5 Conclusions and recommendations

Based on the presented HIS case studies, we recommend some basic principles for future investigations of HIS in the context of population health and data-based decision making. We direct our recommendations at various potentially interested target groups: for example scientists in the field of health systems research or digital transformation, NGOs working on local health systems or on NCDs, or policy makers and governmental institutions interested in refining their NCD strategies and looking to perform a baseline assessment of their current HIS.

Local, real-life knowledge—The local context needs to be examined and current processes mapped and verified in an iterative approach. Key to understanding the HIS in any setting is an extensive and solid network of contacts among involved local stakeholders. Not only are local idiosyncrasies often not obvious to external observers but the actual situation may not correspond to the official set-up. Local collaborators are needed to contextualize and verify any assembled information.

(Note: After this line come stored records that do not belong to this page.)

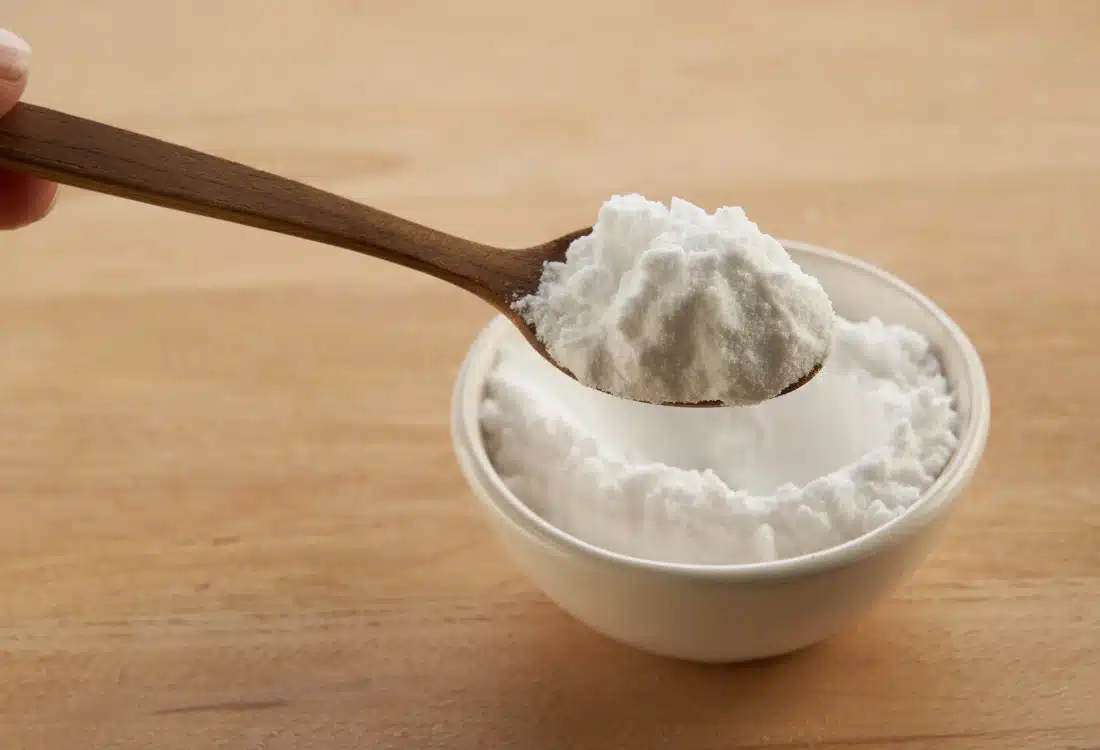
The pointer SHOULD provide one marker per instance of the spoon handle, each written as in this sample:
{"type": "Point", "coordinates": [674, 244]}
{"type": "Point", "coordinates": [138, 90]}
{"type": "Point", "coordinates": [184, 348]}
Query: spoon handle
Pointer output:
{"type": "Point", "coordinates": [95, 156]}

Visualizing findings –To visualize interconnections in fragmented HIS brings transparency and a possibility to discuss with stakeholders. Interoperability layers should be explored to facilitate data exchange and lower costs. Using Process Mapping Tools such as Bizagi is helpful for visualizing complex systems as well as for identifying interoperability layers and bottlenecks.

Political support—The support of government entities is needed for system integration and driving data-based decision making. Gauging the interest of responsible government agencies early on is advantageous for a thorough assessment, especially if structures are centralized. Readiness for aligning to methods already in place to strengthen the HIS is important for a successful collaboration.

Concluding from the evidence presented here, optimizing the use of data for decision-making in health systems remains a case-by-case exercise. A harmonized HIS providing high quality data that is used by authorities for decision-making may seem like the gold standard in any context, but the extent to which this is feasible and desirable as well as the steps taken to reach this goal can differ greatly from place to place.